Is a Federal Online Poker Bill in the Cards in 2014?

adelsonNot too long ago myself and the rest of the poker pundits were busy writing off the chances of a federal online poker bill, and with the launch of online gambling in New Jersey all eyes were turned toward efforts at the state level. But recent developments have reignited the possibility for a federal online poker bill, and here is why.

Step by Step and State by State

The current model in the US iGaming industry is for individual states to create their own laws and regulations, setup their own online gambling industry within their borders and accessible only to people located in the state, and potentially partner up for interstate online gambling down the road.

Sure, it’s working (see: Nevada, Delaware, and New Jersey) but the process has been slow, cumbersome, and not without its issues. Furthermore, as more and more states enter the fray it could turn into a logistical nightmare for online gambling providers who could find themselves applying for perhaps dozens of different licenses, operating under varied regulations, and having to set up shop inside multiple states’ borders.

The state by state approach has definitely gotten the ball rolling, but it seems an impractical way to create a thriving online gambling industry. Still, the general consensus is that a federal online poker bill is somewhere between extremely unlikely and DOA, so the state by state approach is all we have right now… Or is it?

Could we really see a Federal online gambling bill in 2014?

Monday’s announcement by the American Gaming Association (AGA) that they have hired the Messina Group (led by President Obama’s 2012 campaign manager Jim Messina) to lead a grassroots campaign, as well as appointing several people to new, prominent positions within the AGA could be interpreted as the AGA and its backers preparing for a serious push for federal online gambling.

Add to this a Forbes article by Nathan Vardi that describes an impending battle between Sheldon Adelson and three other men of power, George Soros, John Paulson, and Leon Cooperman over online gambling, and it would seem that something is definitely afoot. According to the Forbes article, Soros, Paulson, and Cooperman are all shareholders in Caesars Acquisition Company, what Vardi calls a spinoff of Caesars Entertainment and one that owns a share in Caesars online gambling products.

There is also the trend where we have seen many states pull back on the reins when it comes to online gambling legislation.

Looking at these items singularly doesn’t seem like a very big deal, but stepping back and looking at all of the machinations going on in the US iGaming market you start to see the entire chess board and not just the individual pieces– Is a serious push at the federal level in the works?

One possibility that has come to mind is that an online poker bill could be introduced during the upcoming lame duck congress that will be upon us after the mid-term elections this November –where many prominent representatives and senators will be casting their final votes before sailing off into the legislative sunset.

In my opinion this would be the perfect time for a vote on online gambling.
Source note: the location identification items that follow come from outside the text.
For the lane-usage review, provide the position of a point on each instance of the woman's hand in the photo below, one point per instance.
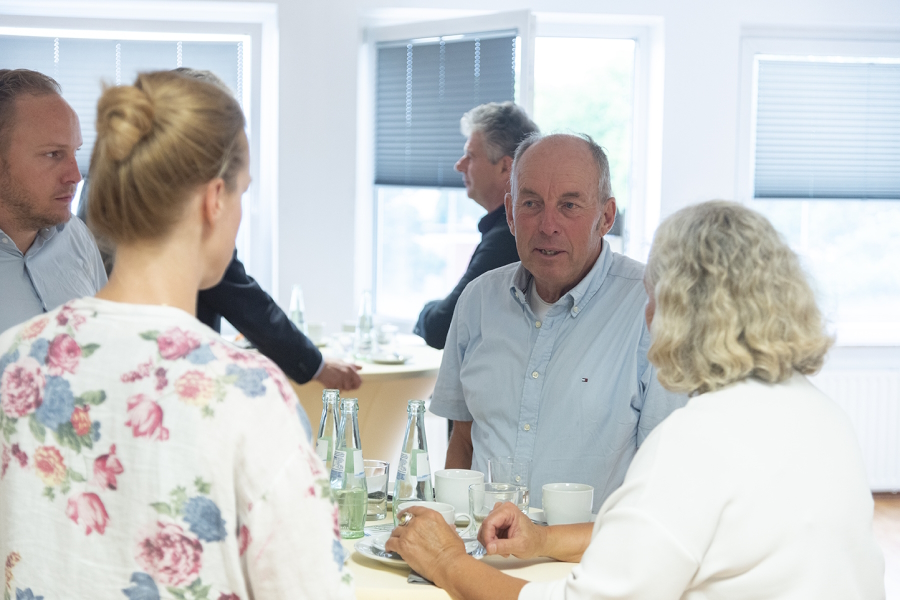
(508, 531)
(427, 544)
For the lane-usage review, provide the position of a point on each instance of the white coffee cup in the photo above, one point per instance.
(447, 511)
(567, 502)
(452, 486)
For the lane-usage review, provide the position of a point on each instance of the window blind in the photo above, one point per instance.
(82, 66)
(827, 129)
(423, 88)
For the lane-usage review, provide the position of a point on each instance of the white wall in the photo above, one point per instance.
(319, 54)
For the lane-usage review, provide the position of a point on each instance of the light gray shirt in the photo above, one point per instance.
(572, 392)
(62, 263)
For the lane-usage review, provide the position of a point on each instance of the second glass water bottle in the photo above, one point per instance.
(414, 471)
(348, 473)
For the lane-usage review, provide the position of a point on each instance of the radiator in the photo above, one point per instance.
(872, 401)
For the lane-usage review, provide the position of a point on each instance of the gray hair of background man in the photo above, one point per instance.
(605, 187)
(503, 124)
(15, 83)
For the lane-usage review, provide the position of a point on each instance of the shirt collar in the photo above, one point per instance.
(489, 220)
(579, 295)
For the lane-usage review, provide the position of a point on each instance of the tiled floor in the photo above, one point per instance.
(887, 530)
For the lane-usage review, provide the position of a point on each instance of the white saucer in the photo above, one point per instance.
(373, 547)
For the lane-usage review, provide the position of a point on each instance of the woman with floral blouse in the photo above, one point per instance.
(141, 455)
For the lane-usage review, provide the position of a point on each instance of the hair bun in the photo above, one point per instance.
(124, 117)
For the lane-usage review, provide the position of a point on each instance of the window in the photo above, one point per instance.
(820, 160)
(579, 73)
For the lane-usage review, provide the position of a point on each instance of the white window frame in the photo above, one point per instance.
(803, 43)
(646, 165)
(190, 20)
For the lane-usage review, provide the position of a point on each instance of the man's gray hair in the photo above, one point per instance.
(15, 83)
(604, 184)
(504, 125)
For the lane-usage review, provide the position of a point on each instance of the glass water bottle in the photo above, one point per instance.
(348, 473)
(297, 309)
(414, 471)
(328, 426)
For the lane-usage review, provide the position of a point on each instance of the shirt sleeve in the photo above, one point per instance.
(253, 312)
(448, 399)
(497, 249)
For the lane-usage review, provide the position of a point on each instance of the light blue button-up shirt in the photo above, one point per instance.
(63, 263)
(573, 392)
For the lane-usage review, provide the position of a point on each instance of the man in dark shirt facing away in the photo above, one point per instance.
(494, 131)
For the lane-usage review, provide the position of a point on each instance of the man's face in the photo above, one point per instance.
(38, 172)
(557, 216)
(486, 182)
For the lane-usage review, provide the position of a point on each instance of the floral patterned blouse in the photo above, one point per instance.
(144, 457)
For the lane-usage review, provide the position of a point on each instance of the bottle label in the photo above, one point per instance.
(338, 462)
(359, 468)
(403, 466)
(423, 470)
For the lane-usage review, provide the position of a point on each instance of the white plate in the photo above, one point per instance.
(373, 547)
(389, 359)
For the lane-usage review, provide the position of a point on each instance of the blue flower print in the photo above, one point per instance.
(249, 380)
(205, 520)
(144, 588)
(58, 403)
(39, 350)
(201, 355)
(9, 357)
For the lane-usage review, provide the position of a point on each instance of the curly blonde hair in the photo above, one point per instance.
(731, 302)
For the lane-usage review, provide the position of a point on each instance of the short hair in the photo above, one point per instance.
(603, 184)
(504, 125)
(732, 302)
(157, 140)
(15, 83)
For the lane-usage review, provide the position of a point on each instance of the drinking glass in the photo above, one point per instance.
(509, 469)
(376, 481)
(483, 497)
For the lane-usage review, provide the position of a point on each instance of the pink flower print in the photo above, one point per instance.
(49, 465)
(161, 381)
(22, 387)
(195, 388)
(20, 456)
(244, 540)
(33, 329)
(67, 314)
(176, 343)
(106, 467)
(81, 420)
(142, 371)
(63, 355)
(88, 510)
(169, 555)
(145, 418)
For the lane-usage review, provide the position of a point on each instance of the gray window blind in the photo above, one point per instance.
(827, 129)
(422, 90)
(82, 66)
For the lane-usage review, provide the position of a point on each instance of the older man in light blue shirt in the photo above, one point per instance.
(47, 256)
(546, 359)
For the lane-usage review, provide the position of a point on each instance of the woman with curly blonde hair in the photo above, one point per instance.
(755, 489)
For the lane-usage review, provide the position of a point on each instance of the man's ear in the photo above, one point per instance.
(507, 202)
(609, 216)
(213, 201)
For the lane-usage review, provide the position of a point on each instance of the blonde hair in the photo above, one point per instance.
(157, 140)
(731, 302)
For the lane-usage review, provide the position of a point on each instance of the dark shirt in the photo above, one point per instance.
(496, 249)
(254, 313)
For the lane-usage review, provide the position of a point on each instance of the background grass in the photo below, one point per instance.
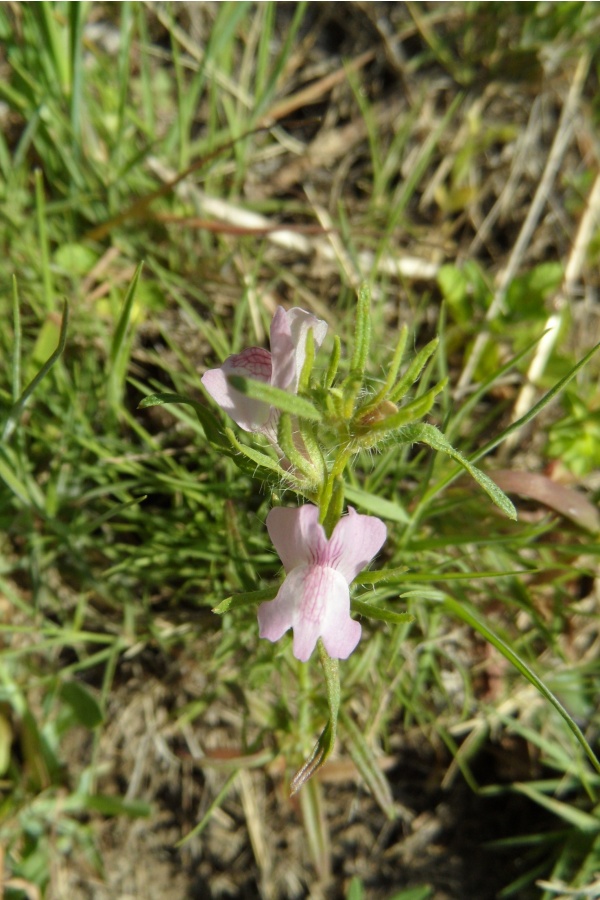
(253, 155)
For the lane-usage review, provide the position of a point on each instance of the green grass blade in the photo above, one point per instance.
(18, 407)
(462, 612)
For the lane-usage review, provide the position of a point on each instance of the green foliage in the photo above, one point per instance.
(124, 522)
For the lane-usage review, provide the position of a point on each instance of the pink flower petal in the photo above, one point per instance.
(355, 541)
(250, 415)
(297, 535)
(282, 350)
Without the threat of being primaried or losing their seat over a controversial vote (and anything to do with gambling is the definition of a controversial vote in DC) outgoing congressmen, congresswomen, and senators will be free to do as they please, without worrying about getting a bad grade from Focus on the Family or Freedom Works.

If the chips fall the right way, we could very well see some version of the Barton Bill, or even something far more comprehensive if it comes out of the Senate first.

The times they are a changing…

You might be thinking I’m getting ahead of myself, or reading too far between the lines; that my rambling possibilities are little more than wishful thinking, but stranger things have happened, and they tend to happen very quickly when it comes to online gambling.

Take for example, the DOJ’s reinterpretation of the Wire Act, or New Jersey’s nine-month start to finish launch of online gambling.

Or, consider that just a few months ago the poker world was responding to Sheldon Adelson’s attacks on online poker by circling the wagons, grabbing torches and pitchforks, hopping on social media to express outrage, and writing critical editorials defending everything that is good and wholesome about the game of poker. But just a couple months and one face-plant before Congress later, similar attacks on online gambling are not being met with scathing, defensive editorials and calls to arms, but with laughter and ridicule.

While nothing is impossible, and Sheldon Adelson certainly has the money to make the impossible possible, the online gambling train has already left the station, and the question isn’t whether it can be stopped, the question is; how will the US iGaming industry pan out in the coming years. If the mega-corporations now controlling the industry (and publicly joining the fight) have their druthers I would suspect they would unanimously vote for federal legislation over the current state by state plan.